You see, you have to understand: survivablity of the SLBM component of the nuclear arsenal is not based on the submarines being merely hard to find: you have to find
all of them. Any single Western-made or Russian-made SSBN has the capablity to devastate any nation on Earth. The Chinese could take out about twelve major US cities, possibly more: it's not public information whether their SLBMs have multiple warheads.
Originally posted by aldo_14
Granted, submarines do possess the ability to survive and respond, but it would be dependent upon that submarine not being tracked and hunted via satellite (i.e. to relay co-ords to hunter-killers in the war; I think this is already possible), an order being made in time to said sub, and indeed that the target country has subs.
...eh? I don't think so. If you refer to laser-based non-acoustic ASW, the idea was examined in the mid-80s and discarded as completely unfeasible.
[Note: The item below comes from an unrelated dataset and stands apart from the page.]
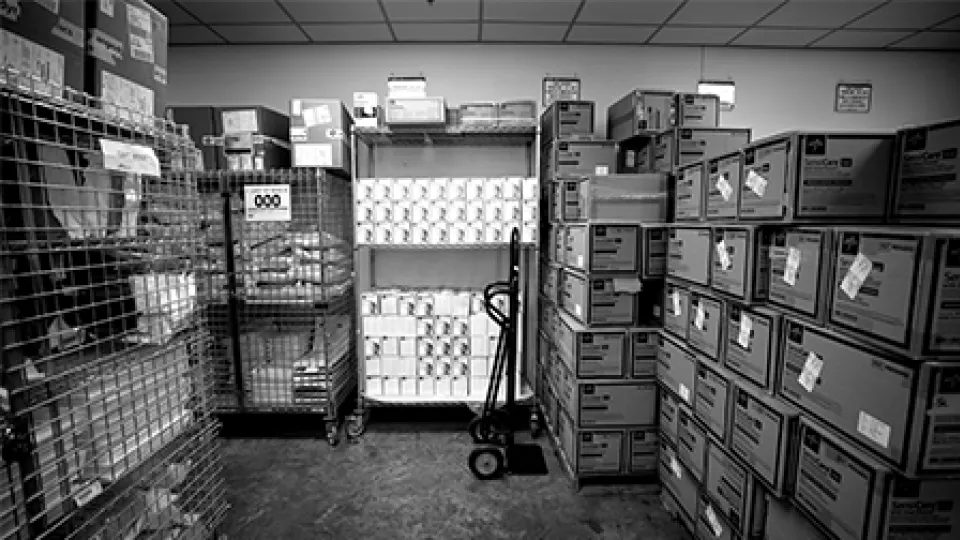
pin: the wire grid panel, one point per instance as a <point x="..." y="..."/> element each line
<point x="294" y="267"/>
<point x="101" y="352"/>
If close to the surface,
very close, a submarine can be tracked by infrared emissions, but the boomers are creatures of the abyssal zone. They never come up. MAD, Magnetic Anomaly Detection, gear is completely ineffective at orbital distances; even aboard low-flying aircraft it isn't always effective against deep-diving submarines.
The SOSUS network of ocean-floor sonars is located in fixed points, the G-I-UK gap and Bering Sea, with a scattering off the Eastern and Western seaboards. They're not 100% effective, and in any case missile subs know them and stay away from them.
Essentially, unless you put a tailer on the guy as he's leaving port and follow him around the whole time while remaining undetected, you're not going to know where he is. Odds are about 50/50 you'll lose him at some point anyways.